Bill's Cyclone Dust Collection Research - Doc's Orders

I've never met Bill but have studies his findings and have found them to be consistent with my knowledge and beliefs. Take a read-through and I think it will reinforce yours, Tom.

Jim


----------



## 3efingers (Dec 21, 2006)

My TS is a Delta 36-600, the original guard is better than nothing but thats all, it does prevent kickback, that is a plus.

Bought plans for an overhead guard/collector, took care building it and found out I had wasted time and money.

Bought a 1 hp dust collector, closed the bottom of the saw, it helps with the dust but does nothing for blade protection naturally.

Lee is building me a shark guard, hopefully get it about mid August, still got all the digits and only have had one kickback problem, ripping a 2 x 4 in half, about the time I finished the cut the saw kicked one half of it out the door of the shop and stuck in the side of the house about 25 feet away. Don't know if you'd call me nervous now or just extra cautious....


----------



## curiousgeorge (Nov 6, 2006)

Hi Tom. Just call me nervous. I had a board zip across the shop and whack my dog on the head. Luckily it wasn't a big board and she has a hard head.

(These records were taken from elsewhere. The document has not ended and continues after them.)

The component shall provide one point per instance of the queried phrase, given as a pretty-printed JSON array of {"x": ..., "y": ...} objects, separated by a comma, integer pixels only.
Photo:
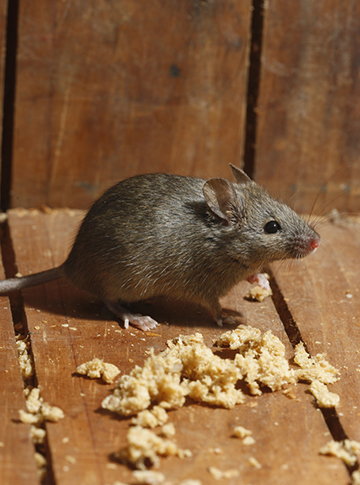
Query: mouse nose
[{"x": 315, "y": 243}]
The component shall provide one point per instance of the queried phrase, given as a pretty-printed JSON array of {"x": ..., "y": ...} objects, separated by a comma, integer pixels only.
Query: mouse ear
[
  {"x": 222, "y": 199},
  {"x": 239, "y": 175}
]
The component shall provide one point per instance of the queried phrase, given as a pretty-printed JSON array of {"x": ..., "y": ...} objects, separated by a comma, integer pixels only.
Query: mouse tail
[{"x": 15, "y": 284}]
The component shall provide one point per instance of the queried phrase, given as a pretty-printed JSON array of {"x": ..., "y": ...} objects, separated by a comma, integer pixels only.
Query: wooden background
[{"x": 105, "y": 90}]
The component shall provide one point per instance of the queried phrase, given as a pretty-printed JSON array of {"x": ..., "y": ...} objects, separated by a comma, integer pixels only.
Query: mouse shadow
[{"x": 62, "y": 298}]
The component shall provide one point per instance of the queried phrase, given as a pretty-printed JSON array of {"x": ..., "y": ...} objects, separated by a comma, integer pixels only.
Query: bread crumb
[
  {"x": 260, "y": 358},
  {"x": 346, "y": 450},
  {"x": 148, "y": 477},
  {"x": 168, "y": 430},
  {"x": 253, "y": 462},
  {"x": 191, "y": 481},
  {"x": 249, "y": 440},
  {"x": 216, "y": 451},
  {"x": 324, "y": 398},
  {"x": 25, "y": 359},
  {"x": 355, "y": 478},
  {"x": 70, "y": 459},
  {"x": 97, "y": 368},
  {"x": 241, "y": 432},
  {"x": 219, "y": 475},
  {"x": 314, "y": 368},
  {"x": 187, "y": 368},
  {"x": 157, "y": 416},
  {"x": 145, "y": 447},
  {"x": 37, "y": 435},
  {"x": 37, "y": 410},
  {"x": 41, "y": 465},
  {"x": 257, "y": 293}
]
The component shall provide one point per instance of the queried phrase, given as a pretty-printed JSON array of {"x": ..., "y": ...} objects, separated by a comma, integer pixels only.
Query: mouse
[{"x": 177, "y": 236}]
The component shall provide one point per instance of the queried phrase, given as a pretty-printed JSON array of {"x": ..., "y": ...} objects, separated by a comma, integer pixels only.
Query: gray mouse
[{"x": 177, "y": 236}]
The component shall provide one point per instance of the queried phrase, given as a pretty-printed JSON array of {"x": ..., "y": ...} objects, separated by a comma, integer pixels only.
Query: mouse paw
[
  {"x": 142, "y": 322},
  {"x": 136, "y": 320},
  {"x": 262, "y": 279}
]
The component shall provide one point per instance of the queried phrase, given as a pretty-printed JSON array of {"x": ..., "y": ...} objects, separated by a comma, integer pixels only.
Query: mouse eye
[{"x": 271, "y": 227}]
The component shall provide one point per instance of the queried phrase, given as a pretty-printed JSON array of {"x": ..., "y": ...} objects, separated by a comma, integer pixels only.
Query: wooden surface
[
  {"x": 106, "y": 90},
  {"x": 68, "y": 327},
  {"x": 308, "y": 139},
  {"x": 3, "y": 10}
]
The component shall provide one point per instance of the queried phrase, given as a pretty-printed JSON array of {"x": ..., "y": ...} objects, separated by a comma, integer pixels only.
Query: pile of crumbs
[
  {"x": 145, "y": 447},
  {"x": 97, "y": 368},
  {"x": 25, "y": 359},
  {"x": 189, "y": 368},
  {"x": 37, "y": 412}
]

She just looked up at me like, what did you do that for?


----------



## westend (Mar 31, 2009)

3efingers said:


> My TS is a Delta 36-600, the original guard is better than nothing but thats all, it does prevent kickback, that is a plus.
> 
> Bought plans for an overhead guard/collector, took care building it and found out I had wasted time and money.
> 
> ...


Note to self: shop for riving knife.


----------



## 3efingers (Dec 21, 2006)

Howdy George, is the dog still letting you drive her truck after that?


----------



## curiousgeorge (Nov 6, 2006)

3efingers said:


> Howdy George, is the dog still letting you drive her truck after that?


Yeah, but only if she gets to go along.


----------